Il cibo abbandonato nei cassonetti è spesso esposto a batteri, parassiti e contaminazioni, soprattutto nei mesi più caldi. Il consumo di alimenti avariati può provocare intossicazioni alimentari gravi, come infezioni da Salmonella o Listeria. “È essenziale che le persone capiscano i pericoli legati a queste pratiche,” spiega il dott. Michael Koch, responsabile di un’associazione tedesca per la sicurezza alimentare. Anche in Italia, dove il fenomeno si sta lentamente diffondendo, le autorità sanitarie raccomandano estrema cautela.
Gli 87 milioni di tonnellate di cibo sprecati in Europa potrebbero, teoricamente, sfamare milioni di persone, ma puntare tutto sul dumpster diving non è una soluzione a lungo termine. Il rischio è che si riduca tutto a una moda temporanea, senza affrontare le radici profonde del problema.
L’obiettivo dovrebbe essere costruire un sistema più equo, con politiche che responsabilizzino i produttori e incoraggino il riutilizzo degli alimenti ancora buoni. Gli influencer hanno il potere di mantenere alta l’attenzione su questi temi, ma devono farlo con la consapevolezza del ruolo educativo che ricoprono, evitando di banalizzare una questione complessa.

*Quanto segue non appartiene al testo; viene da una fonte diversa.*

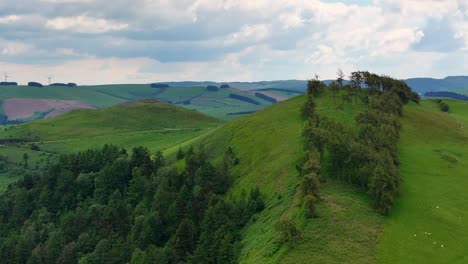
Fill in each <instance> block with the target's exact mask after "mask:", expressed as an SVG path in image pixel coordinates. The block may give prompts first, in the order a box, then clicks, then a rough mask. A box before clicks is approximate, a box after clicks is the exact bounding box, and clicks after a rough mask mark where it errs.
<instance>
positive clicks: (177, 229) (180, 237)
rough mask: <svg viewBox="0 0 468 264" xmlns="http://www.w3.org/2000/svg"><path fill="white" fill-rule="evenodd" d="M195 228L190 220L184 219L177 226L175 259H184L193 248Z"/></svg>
mask: <svg viewBox="0 0 468 264" xmlns="http://www.w3.org/2000/svg"><path fill="white" fill-rule="evenodd" d="M195 239H196V238H195V230H194V226H193V223H192V222H191V221H190V220H187V219H184V220H182V222H181V223H180V225H179V228H177V232H176V235H175V245H174V251H175V256H176V259H178V260H179V261H186V260H187V257H188V256H189V255H190V254H192V253H193V250H194V249H195V242H196V240H195Z"/></svg>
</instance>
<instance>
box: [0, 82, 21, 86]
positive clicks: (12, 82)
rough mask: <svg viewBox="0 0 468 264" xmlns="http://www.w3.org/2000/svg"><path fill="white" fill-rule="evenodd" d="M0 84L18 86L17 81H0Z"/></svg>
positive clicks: (6, 85) (17, 83) (4, 85)
mask: <svg viewBox="0 0 468 264" xmlns="http://www.w3.org/2000/svg"><path fill="white" fill-rule="evenodd" d="M0 86H18V83H17V82H0Z"/></svg>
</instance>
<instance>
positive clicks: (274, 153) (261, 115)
mask: <svg viewBox="0 0 468 264" xmlns="http://www.w3.org/2000/svg"><path fill="white" fill-rule="evenodd" d="M304 99H305V98H304V97H303V96H300V97H296V98H293V99H291V100H288V101H286V102H282V103H279V104H277V105H274V106H272V107H269V108H267V109H265V110H262V111H260V112H258V113H255V114H253V115H251V116H248V117H244V118H241V119H238V120H235V121H233V122H230V123H228V124H226V125H224V126H223V127H221V128H219V129H217V130H216V131H214V132H213V133H212V134H210V136H209V137H206V138H204V139H203V140H202V143H201V145H203V146H204V147H205V148H206V149H207V151H208V152H209V153H211V154H212V155H213V156H214V157H220V156H221V151H223V150H225V149H226V148H227V147H228V146H232V147H233V148H234V151H235V153H236V155H237V156H238V157H239V158H240V164H239V165H238V166H236V167H235V168H234V172H233V176H234V178H235V179H234V189H233V191H232V195H240V194H241V193H242V191H243V190H249V189H250V188H252V187H255V186H256V185H258V186H259V187H260V189H261V191H262V192H263V193H264V195H265V197H266V203H267V207H266V210H264V211H263V212H262V213H260V214H259V215H258V216H257V218H256V221H255V222H254V223H253V224H252V225H251V226H250V227H249V228H248V229H247V230H245V233H244V240H243V246H244V247H243V252H242V255H241V263H333V262H341V263H357V262H359V263H373V262H375V257H376V249H377V247H376V244H377V235H378V234H379V232H380V227H381V225H382V221H383V220H382V217H381V216H379V215H378V214H377V213H375V212H374V209H373V208H372V205H371V201H370V200H369V199H368V197H367V196H366V195H363V194H359V192H357V191H356V190H354V188H352V187H348V186H346V185H344V184H342V183H340V182H336V181H334V180H332V179H329V181H328V182H327V183H326V184H325V185H324V186H323V187H322V192H323V197H324V201H323V202H321V203H320V205H319V209H318V212H319V215H320V217H319V218H317V219H312V220H305V219H304V218H303V217H302V216H301V215H299V211H300V210H299V208H298V207H297V206H298V205H297V204H298V203H297V198H296V188H297V186H298V184H299V181H300V179H299V176H298V173H297V171H296V169H295V166H296V164H297V163H298V161H299V159H300V158H301V156H302V154H303V147H302V146H303V143H302V126H303V121H302V120H301V118H300V117H299V112H300V108H301V106H302V104H303V103H304ZM318 100H319V106H318V108H319V111H321V112H322V113H324V114H326V113H329V114H330V115H334V116H335V117H336V118H338V119H340V120H343V121H345V122H349V123H351V122H352V116H353V114H352V112H354V111H356V110H358V109H359V108H360V107H362V106H359V107H355V108H354V109H353V111H352V112H347V111H351V109H349V110H347V111H345V112H337V111H335V110H333V109H334V107H333V106H332V101H333V99H332V97H331V94H326V95H324V96H323V97H321V98H319V99H318ZM282 218H294V219H295V220H296V222H297V224H298V225H299V226H300V228H301V229H302V230H303V236H304V240H303V241H302V242H301V243H300V244H299V245H298V246H297V247H295V248H290V247H289V246H288V245H282V244H281V243H279V242H278V239H279V233H278V232H277V231H276V229H275V224H276V223H277V221H278V220H279V219H282Z"/></svg>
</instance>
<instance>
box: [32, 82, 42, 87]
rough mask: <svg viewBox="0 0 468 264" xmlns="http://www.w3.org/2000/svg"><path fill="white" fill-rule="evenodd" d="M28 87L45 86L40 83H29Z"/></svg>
mask: <svg viewBox="0 0 468 264" xmlns="http://www.w3.org/2000/svg"><path fill="white" fill-rule="evenodd" d="M28 86H31V87H43V86H44V85H42V84H41V83H38V82H28Z"/></svg>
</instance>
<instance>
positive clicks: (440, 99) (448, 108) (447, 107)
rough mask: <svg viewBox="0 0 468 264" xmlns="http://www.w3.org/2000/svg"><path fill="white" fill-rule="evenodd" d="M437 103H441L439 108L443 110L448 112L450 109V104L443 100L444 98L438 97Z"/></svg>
mask: <svg viewBox="0 0 468 264" xmlns="http://www.w3.org/2000/svg"><path fill="white" fill-rule="evenodd" d="M436 103H437V104H438V105H439V109H440V111H442V112H448V110H449V109H450V106H449V105H448V104H447V103H446V102H444V101H442V99H436Z"/></svg>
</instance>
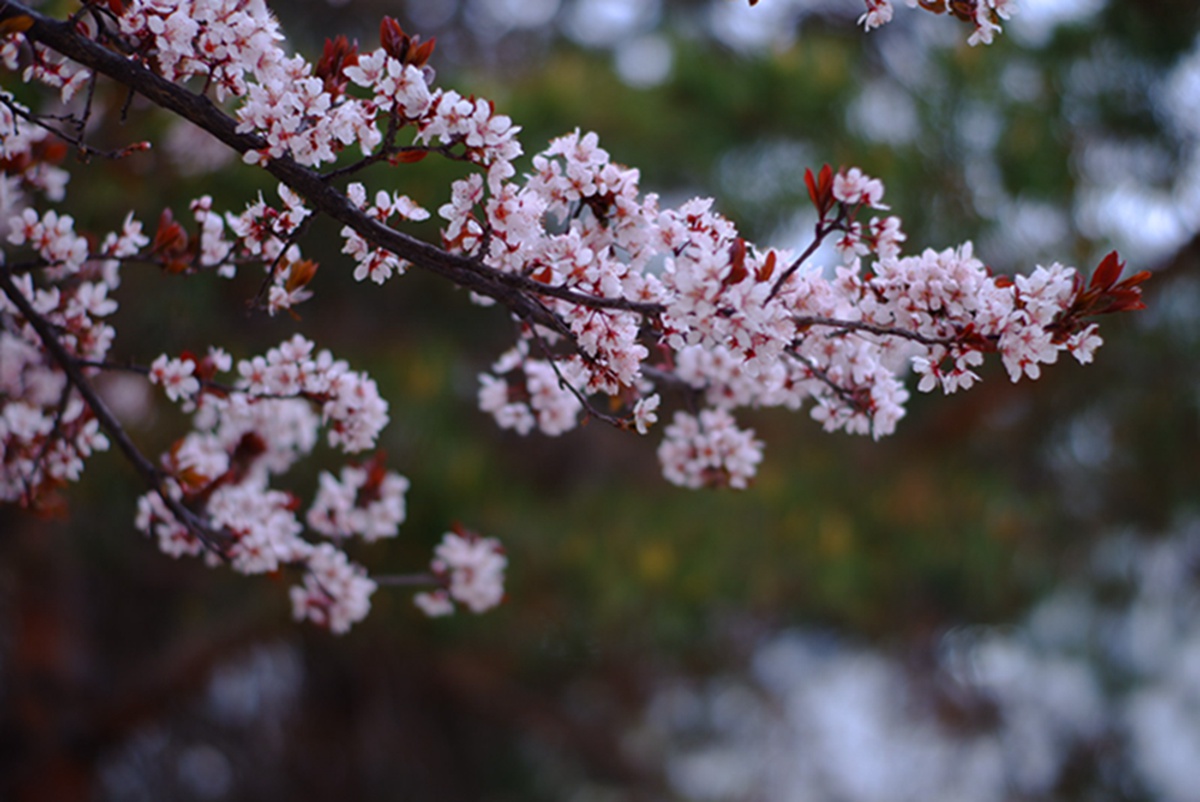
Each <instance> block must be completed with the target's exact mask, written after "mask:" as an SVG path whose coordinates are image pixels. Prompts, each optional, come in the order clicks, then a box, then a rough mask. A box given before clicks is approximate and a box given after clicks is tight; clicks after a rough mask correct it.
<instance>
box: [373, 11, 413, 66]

Rovistare nei cassonetti è legale?
In alcuni Paesi, la pratica del dumpster diving è ostacolata da leggi che considerano la raccolta dai cassonetti una violazione della proprietà privata. Al contrario, in Germania e Francia, le normative stanno cambiando per incentivare la donazione del cibo invenduto. Ad esempio, la “legge Garot” in Francia obbliga i supermercati a donare i prodotti non vendibili, ma ancora commestibili, a enti caritatevoli. In Italia, iniziative come quelle del Banco Alimentare stanno cercando di colmare il divario tra spreco e necessità, raccogliendo eccedenze alimentari per ridistribuirle alle famiglie in difficoltà. Alcune app, come Too good to go (presente anche in Italia), permettono agli utenti di acquistare cibi prossimi alla scadenza a un prezzo molto ridotto e direttamente dai negozi convenzionati. Un’idea originale per far sì che quel cibo, nel cassonetto, neanche ci arrivi.